Gyro Yaw Drift Compensation With The Aid of Magnetomer

Question

I'm getting data From an IMU and a Magnetometer synchronously, my roll and pitch drifts are corrected with accelerometer inside IMU and now I have the DCM matrix during my sensor reading i also have the true heading from Magnetometer as a simple H degrees from north. what is the most straightforward way of correcting the my DCM with this H angle, i don't want to go through kalman filtering, just i want the formulation to simply compensate my yaw angles from this H value.

Based on the answered and comment i think my question was not clear so i try to clarify it more

more detail:

I have an IMU witch has an accelerometer and gyroscope that internally compensates for pitch and roll drift; this IMU not only provides me compensated pitch and roll angles as well as uncompensated yaw angle but also provides all raw data of accelerometer and gyroscope. by roll, pitch and yaw angle i mean three Euler angles as φ, θ, ψ (witch are result of 3->2->1 Rotation).

now i have added a magnetometer sensor to my system. i read raw data from magnetometer and using atan2 i convert it to heading. now i want to use a simple complementary filter to compensate for yaw drift and i ask here for it's formulation. my main problem arises from the fact that the ψ (yaw) angle from the IMU is not directly only related to Heading. i mean for instance i cannot replace the yaw angle (ψ) with the heading value! so i want to know witch witch formulation i can simply relate this heading to yaw angle.

Answer 1

my roll and pitch drifts are corrected with accelerometer inside IMU

You mean they're being correct by the IMU, or you're correcting the readings yourself using the accelerometer from the IMU?

i want the formulation to simply compensate my yaw angles from this H value.

If you're correcting the other angles yourself, just use the same method to correct headings.

i don't want to go through kalman filtering

Well, you're going to have to do something if you want better results. Madgwick filter would be the best, the Kalman, then you could even try complementary filtering. The Madgwick filter is freely available (bottom of page) - highly recommended.

Answer 2

A magnetometer in my experience is not a reliable source of heading. They are effected by local magnetic fields caused by large metal objects and electrical currents. Using it as a simple offset will probably make your heading worse. You will definately need some type of filter.

Answer 3

First of all: Filtering would be the approach here. However, there are more complected and less complicated - in the sense of effort - ways to achieve it.

I assume you get the orientation (quaternion or euler angles does not matter at this point) form the IMU. When you have that is really complicated to integrate the magnetic measurements. It would need a sophisticated dynamics model of your system. I.e. a lot of effort do develop and verify. But once you have that, a kalman (or others probabilistic approaches like particle filter) would lead to very good results.

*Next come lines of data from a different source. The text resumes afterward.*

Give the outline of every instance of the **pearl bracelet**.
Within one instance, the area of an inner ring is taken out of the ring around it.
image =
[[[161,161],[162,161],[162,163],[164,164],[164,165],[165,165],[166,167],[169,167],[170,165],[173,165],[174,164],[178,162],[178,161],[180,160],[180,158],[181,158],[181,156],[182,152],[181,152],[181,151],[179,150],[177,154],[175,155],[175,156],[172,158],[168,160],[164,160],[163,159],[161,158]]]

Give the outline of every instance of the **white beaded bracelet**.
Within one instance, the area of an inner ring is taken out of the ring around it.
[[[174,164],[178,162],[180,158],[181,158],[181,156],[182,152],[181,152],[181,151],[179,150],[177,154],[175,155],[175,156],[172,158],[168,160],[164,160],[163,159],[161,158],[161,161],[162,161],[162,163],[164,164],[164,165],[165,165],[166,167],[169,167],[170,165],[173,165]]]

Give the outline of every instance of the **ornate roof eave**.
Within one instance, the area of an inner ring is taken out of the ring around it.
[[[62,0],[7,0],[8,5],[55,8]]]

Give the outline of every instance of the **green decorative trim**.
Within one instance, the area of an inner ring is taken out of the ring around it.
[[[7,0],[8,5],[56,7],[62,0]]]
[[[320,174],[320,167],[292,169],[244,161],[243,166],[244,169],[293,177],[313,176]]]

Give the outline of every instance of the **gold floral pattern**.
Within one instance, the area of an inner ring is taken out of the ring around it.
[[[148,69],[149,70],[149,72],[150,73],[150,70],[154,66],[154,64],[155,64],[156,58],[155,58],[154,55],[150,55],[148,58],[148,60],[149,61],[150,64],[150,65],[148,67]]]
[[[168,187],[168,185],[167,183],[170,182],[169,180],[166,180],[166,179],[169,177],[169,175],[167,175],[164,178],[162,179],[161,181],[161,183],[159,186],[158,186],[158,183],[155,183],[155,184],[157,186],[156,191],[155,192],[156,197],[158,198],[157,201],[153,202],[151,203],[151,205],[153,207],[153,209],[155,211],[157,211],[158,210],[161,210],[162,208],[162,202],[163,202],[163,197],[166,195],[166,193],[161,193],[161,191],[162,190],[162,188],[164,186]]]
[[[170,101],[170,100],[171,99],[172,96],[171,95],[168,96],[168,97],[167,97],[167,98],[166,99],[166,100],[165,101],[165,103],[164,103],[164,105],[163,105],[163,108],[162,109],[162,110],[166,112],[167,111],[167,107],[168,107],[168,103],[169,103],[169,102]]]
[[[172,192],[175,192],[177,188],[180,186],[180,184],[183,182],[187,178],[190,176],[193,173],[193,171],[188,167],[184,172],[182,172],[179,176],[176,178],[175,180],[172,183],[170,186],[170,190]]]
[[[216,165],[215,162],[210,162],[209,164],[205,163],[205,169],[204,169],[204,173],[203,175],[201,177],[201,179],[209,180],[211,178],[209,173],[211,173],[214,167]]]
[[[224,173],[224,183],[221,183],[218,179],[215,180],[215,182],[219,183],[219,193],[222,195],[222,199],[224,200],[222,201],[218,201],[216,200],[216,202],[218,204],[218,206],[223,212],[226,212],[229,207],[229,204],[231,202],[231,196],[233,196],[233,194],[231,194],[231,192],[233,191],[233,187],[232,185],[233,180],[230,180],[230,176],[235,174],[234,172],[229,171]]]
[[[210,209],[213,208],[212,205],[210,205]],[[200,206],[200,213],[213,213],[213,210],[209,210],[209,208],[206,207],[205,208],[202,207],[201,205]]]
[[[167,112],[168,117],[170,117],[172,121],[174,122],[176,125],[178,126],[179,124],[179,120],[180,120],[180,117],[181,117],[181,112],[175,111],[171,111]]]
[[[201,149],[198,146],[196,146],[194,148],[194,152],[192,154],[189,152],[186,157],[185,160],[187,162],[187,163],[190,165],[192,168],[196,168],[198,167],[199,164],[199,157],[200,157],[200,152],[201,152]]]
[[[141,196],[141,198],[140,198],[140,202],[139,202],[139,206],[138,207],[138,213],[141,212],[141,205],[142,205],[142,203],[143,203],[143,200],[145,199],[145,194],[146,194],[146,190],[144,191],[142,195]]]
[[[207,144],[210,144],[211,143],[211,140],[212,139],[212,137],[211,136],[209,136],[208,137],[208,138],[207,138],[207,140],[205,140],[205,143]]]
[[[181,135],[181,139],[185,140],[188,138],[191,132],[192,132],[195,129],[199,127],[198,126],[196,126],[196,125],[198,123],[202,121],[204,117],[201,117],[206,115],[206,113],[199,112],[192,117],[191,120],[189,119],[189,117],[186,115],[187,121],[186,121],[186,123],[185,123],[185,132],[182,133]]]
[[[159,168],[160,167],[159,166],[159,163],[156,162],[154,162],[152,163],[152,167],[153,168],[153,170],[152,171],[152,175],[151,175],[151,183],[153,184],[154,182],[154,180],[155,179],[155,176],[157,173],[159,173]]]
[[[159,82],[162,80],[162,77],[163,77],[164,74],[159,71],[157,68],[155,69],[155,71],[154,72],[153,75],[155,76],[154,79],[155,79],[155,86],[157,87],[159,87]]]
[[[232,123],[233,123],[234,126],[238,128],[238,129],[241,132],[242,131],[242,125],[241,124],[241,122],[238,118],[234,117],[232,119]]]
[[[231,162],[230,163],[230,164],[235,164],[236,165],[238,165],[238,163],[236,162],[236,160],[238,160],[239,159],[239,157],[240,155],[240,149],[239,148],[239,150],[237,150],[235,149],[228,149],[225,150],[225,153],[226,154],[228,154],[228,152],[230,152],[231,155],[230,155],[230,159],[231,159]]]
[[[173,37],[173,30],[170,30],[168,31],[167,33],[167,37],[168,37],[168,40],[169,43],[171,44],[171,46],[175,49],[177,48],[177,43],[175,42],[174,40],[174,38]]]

Furthermore, I assume you can also get the raw measurements of the IMU, i.e. the angular velocity, linear acceleration and magnetic field. Also here a proper dynamics model would lead to a kalman or similar in order to achieve good performance. In my opinion this would lead to the best result but needs a lot of effort to get there (knowledge of the system and sensor noise).

A more straight forward way is to use a Madgwick or Complementary filter as they are implemented in a nice library (check it out). They use the raw data and you can also use them with or without the magnetic field measurements. This library is very straight forward to implement and easy to use.

In general for magnetic field measurements it is advantageous to have some kind of calibration. This should be provided by the manufacturer. The calibration compensates for static magnetic substances in the environment of the sensor. When properly calibrated, using the magnetic field measurement - together with the angular velocity and linear acceleration - will clearly improve the orientation estimation - especially the yaw drift. Moreover, magnetic field measurement indoors mostly performs not as good as outdoors.